For the past decade, fintechs scaled fast by renting capability – cloud infrastructure, engineering talent, and core systems. It worked. Until it didn’t.
The regulatory environment of 2026 has fundamentally closed that window. With the Digital Operational Resilience Act (DORA) now in full force and the EU AI Act raising the bar on AI transparency, the “our vendor handles that” defense is no longer viable. Regulators don’t accept it. Auditors don’t accept it. And increasingly, your board shouldn’t either.
The firms that will lead the next decade are not the fastest to launch. They are the ones that own what they build.
Your Code Is Now Your Compliance
As Agentic AI moves from experiment to infrastructure – autonomously handling lending decisions, risk simulation, and fraud detection – the logic inside these systems must be fully transparent, testable, and auditable at any moment.
If that logic lives inside a third-party black box, you have a compliance gap that no SLA can close.
DORA is explicit on this. Articles 28–30 require financial institutions to audit, test, and if necessary, substitute any critical ICT provider. That is not achievable through a contract. It requires genuine internal technical understanding. The engineers who build your guardrails need to be part of your institution, not billable resources on someone else’s payroll.
The requirement is clear: internal ownership is no longer a best practice. It is a regulatory condition.

The Hidden Cost of “Remote Teams as a Service”
The strategic mistake of the last decade was treating engineering as a cost center rather than a capital asset.
When a traditional outsourcing contract ends, the knowledge ends with it. The deeper the systems, the higher the cost of that dependency in operational continuity, regulatory exposure, and long-term competitive position. It is a risk that grows silently until it becomes impossible to ignore.
This is the vendor trap. And most fintechs are still in it.
The Build-Operate-Transfer Model: From Hiring Strategy to Ownership Strategy
The Build-Operate-Transfer model has matured significantly. In its original form, it was a smarter way to hire offshore. In 2026, it is a structured path to institutional ownership.
The model works in three distinct phases:
Build: A dedicated engineering team is established, embedded in your technical stack, regulatory context, and institutional culture from day one.
Operate: That team deepens its expertise over time, building not just software but institutional knowledge that is specific to your firm, your compliance requirements, and your competitive context.
Transfer: The team, the knowledge, and the IP become a permanent internal asset on your balance sheet, not a recurring vendor expense.
The Transfer Phase: The Milestone That Defines Institutional Maturity
The Transfer is not just the end of a vendor engagement. It is the moment a financial institution stops depending on borrowed infrastructure and takes full ownership of its engineering future – its IP, its data, and its people.

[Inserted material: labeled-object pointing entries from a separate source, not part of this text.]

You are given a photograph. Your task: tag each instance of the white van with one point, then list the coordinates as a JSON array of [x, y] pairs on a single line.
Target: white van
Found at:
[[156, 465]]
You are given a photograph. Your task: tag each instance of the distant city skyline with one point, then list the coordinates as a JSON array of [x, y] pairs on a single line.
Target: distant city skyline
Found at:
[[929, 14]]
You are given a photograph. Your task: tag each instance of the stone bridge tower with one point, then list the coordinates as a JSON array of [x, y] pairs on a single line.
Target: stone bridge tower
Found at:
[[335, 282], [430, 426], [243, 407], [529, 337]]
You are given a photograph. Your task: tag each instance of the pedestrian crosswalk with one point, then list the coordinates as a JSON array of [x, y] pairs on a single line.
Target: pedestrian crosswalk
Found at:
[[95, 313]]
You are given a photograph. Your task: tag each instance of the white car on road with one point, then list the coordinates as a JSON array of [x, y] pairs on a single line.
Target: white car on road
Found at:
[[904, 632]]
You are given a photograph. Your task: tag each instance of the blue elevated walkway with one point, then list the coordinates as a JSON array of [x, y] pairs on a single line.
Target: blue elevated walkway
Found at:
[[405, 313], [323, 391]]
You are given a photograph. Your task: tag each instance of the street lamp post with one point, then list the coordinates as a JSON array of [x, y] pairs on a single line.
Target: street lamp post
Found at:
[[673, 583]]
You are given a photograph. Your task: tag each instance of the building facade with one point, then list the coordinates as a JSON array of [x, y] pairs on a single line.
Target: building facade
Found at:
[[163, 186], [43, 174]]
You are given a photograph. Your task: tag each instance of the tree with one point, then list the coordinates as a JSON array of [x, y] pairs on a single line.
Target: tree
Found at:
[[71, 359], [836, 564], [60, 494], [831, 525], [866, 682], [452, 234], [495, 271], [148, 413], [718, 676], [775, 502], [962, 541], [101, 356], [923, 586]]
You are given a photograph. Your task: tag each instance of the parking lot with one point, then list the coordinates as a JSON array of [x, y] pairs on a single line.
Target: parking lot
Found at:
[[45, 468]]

It also eliminates a risk that regulators are beginning to treat as a systemic concern: knowledge concentration in a single external provider. Firms that have completed this transition demonstrate what that looks like in practice. [See how NAB navigated this journey → https://cbtw.tech/insights/fintech-growth-nearshoring-vietnam]
For any fintech serious about long-term resilience, the Transfer phase is not the conclusion of a BOT program. It is the beginning of a new institutional chapter.

What The Build-Operate-Transfer Model Looks Like in Practice
CBTW’s BOT modelis built around one outcome: turning external engineering capability into a permanent internal asset.
The engineering hubs CBTW establishes, including urban centers in Vietnam like Ho Chi Minh City, Ha Noi and Da Nang – are designed from day one with a defined transfer path. The team, the codebase, and the institutional context are structured to move onto the client’s balance sheet, not remain a recurring line item.
This is not staff augmentation with a handover clause. It is a deliberate, phased ownership-transfer program, one that gives firms the internal technical depth to meet DORA’s audit requirements, manage ICT concentration risk, and operate with genuine resilience.
The Question Every Fintech Leader Should Be Asking
In an environment where regulators can audit your AI, your infrastructure, and your third-party dependencies, the question is no longer whether to own your engineering.
The question is how long you can afford not to.
Is your engineering function a permanent asset or a temporary expense? For firms ready to act, the Build-Operate-Transfer model offers a proven, phased path to full ownership. The answer defines your firm’s resilience, your compliance posture, and ultimately your competitive position for the decade ahead.